I am not sure, but it seems like only the people who oppose the administration focus on the larger picture, and the supporters on specific details. Is this the nature of opposition? I don't know.

That's not at all my impression... I think people are just seeing different bigger pictures, which is leading to the whole problem that spawned this discussion in the first place. This is one of those things, like so many others, that's open to a tremendous amount of interpretation, and again, it's not easy to say that just one person is right and one person is wrong. There is truth to be found on all sides if you know how to look for it, a fact which seems to me to be all too infrequently acknowledged. (Something from which I'm not exempting myself, I'd like to make that clear.) But blanket statements about anything having to do with our current situation have seemed to me to be inadequate.

That's one of the reasons I like to have discussions like these, beacuse it allows me the opportunity to get a better idea of how the side with which I don't agree perceives what I'm looking at. I think of it as very similar to theatre, in a way--I'm always amazed by how two (or five or ten or twenty) people can look at one show and have two (or five or ten or twenty) totally different reactions to it. For example, I went to a show on Sunday night that everyone--without exception--I had talked to hated. Actually hated, not just disliked. I thought it was one of the best plays I'd seen all season, and the chief theatre critic of The New York Times pretty much agrees with me.

The trick, though, is finding a way to get at the discourse (be it about theatre, our current political situation, or something else altogether) while still being respectful of the other people's opinions and the way those opinions are formed. Because it's all valid, and it's all important; none of us lives in a vaccuum. I'm extremely grateful for your posting a response in this thread, because you can react to this in a way that's very, very different from almost everyone I know, and, particularly in your first paragraph, gave me a lot of stuff to think about in ways that hadn't occurred to me before. I can't just write you off because your opinions as a whole don't agree with mine; that would be foolish of me.

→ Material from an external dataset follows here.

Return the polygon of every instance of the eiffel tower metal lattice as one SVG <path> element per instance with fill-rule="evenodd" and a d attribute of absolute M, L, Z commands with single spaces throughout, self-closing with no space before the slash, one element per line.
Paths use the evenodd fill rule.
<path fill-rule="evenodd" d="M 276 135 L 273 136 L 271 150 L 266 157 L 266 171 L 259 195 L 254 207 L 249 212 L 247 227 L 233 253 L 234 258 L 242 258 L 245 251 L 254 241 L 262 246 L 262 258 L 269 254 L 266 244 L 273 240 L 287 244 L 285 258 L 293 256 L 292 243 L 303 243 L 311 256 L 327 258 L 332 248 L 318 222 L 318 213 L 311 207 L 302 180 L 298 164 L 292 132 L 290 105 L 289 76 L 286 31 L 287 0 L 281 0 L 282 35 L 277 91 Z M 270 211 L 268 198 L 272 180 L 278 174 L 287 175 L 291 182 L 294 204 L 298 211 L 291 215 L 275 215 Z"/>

And I guess I think it's foolish of others to do the same to me or those who agree with my opinions on issues like this... Everyone has something to learn from everyone else, whether you disagree with them or not, I think, and the bigger a picture I get of what everyone thinks, the more that helps me. I hope it would help everyone else, too. But some people (not necessarily in this conversation, I should point out) just don't want to listen. That makes me sad. But what can you do?

Anyway, regarding your last paragraph (the Ashcroft thing), I did a brief Google/Google News search but wasn't able to find a story detailing specifically what you're ferring to. Do you have a specific link to it?
rfreebern
Feb. 19th, 2004 12:25 pm (UTC)
Re: Hm
FWIW, Duchess' entry with Ashcroft's quote is at her blog.

This opinion column duplicates the quote.